LATIN NAME Lachnum pygmaeum (Fr.) Bres. Fungi Polonici Ann. Mycol. 1903 p.120; Dasyscyphus pygmaeus (Fr.) Sacc. [as Dasyscypha]; Lachnella pygmaea (Fr.) W. Phillips
ENGLISH NAME
NOTES features include yellow to whitish or dull orange cup with white downy hairs on exterior and margin, disc that is yellow to orange, slender stem, and clustered growth just at or below ground level on plant debris and wood; not specifically noted for Pacific Northwest, but “found throughout northern US and southern Canada”, also Europe, (Seaver), one of the larger and commoner members of the genus, reported by Oluna Ceska near Nanaimo BC (determined by J. Ginns from British Cup Fungi and their Allies by Dennis)
CHEMICAL REACTIONS
UPPER SURFACE fruitbody 0.2-0.4cm across, 0.2-0.7cm high, at first funnel-shaped, then spreading and flat; spore-bearing upper surface pale yellow to deep yellow, often varying toward orange or apricot, retaining the color when dried or becoming more ochraceous; margin rather blunt, when dried becoming somewhat elevated above the spore-bearing surface, finely and obscurely puberulent [downy], (Seaver), cup-shaped becoming expanded to expose a yellow disc up to 0.4cm across, (Dennis), fruitbody 0.2-0.4cm wide, white to yellowish, drying yellow, (Hansen)
FLESH
UNDERSIDE pale yellow to flesh-color, or dull orange, more or less whitish-puberulent, often appearing smooth when dried, (Seaver), clothed with fine downy hairs (Dennis)

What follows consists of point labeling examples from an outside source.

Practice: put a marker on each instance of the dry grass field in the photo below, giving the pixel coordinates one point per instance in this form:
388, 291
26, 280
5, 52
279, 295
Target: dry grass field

STEM slender, flexuous [wavy], usually somewhat thickened just below the disc, (Seaver), usually long and slender (Dennis), 0.3-0.7cm long, (Hansen)
ODOR
TASTE
EDIBILITY
HABITAT “gregarious or cespitose, typically occurring in a few cespitose clusters of five to ten each, surrounded by a few growing singly”, “arising at ground level on partly buried plant debris of all sorts, especially on roots and rhizomes of grasses and other herbaceous plants” and on limbs of both hardwood and coniferous trees, (Seaver), clustered or gregarious “on dead wood or branches just covered by soil or on dead roots and grass rhizomes, often on Ulex”, in spring and fall, (Dennis), on buried dead branches, roots and rhizomes, (Hansen)
SPORE DEPOSIT
MICROSCOPIC spores 7-11 × 1.9-2.4 microns, “narrow, broadest just above the middle, slightly tapering toward a point, at the lower end, round, or only slightly pointed above, straight”, 1-celled, biseriate; asci 60-75 × 4.5-6 microns, cylindric; paraphyses protruding above the asci, 3-4.5 microns wide, more or less lance-pointed, septate; hairs 20-50 microns long, 4-6 microns wide, clavate, rough, hyaline-white, 1-2-septate, (Seaver), spores 7-12 × 1.5-2.5 microns, narrowly fusiform, non-septate, biseriate; asci 8-spored, up to 70 × 6 microns, cylindric-clavate; paraphyses much longer than asci, 5 microns wide, lanceolate; hairs up to 40 × 5 microns, (Dennis), spores 7-12 × 1.5-2.5 microns, cylindric to fusoid, aseptate; asci 60-75 × 4.5-6 microns; paraphyses exceeding the asci by 15-25 microns, 4-5 microns wide; hairs 20-45 × 3-4 microns, cylindric, thin-walled, colorless, without apical crystals, (Hansen)
NAME ORIGIN means ‘dwarf’
SIMILAR
SOURCES Seaver(2) (as Lachnella pygmaea (Fr.) Phill.), Dennis(1) (as Dasyscyphus pygmaeus (Fr.) Sacc.), Hansen, L.(1)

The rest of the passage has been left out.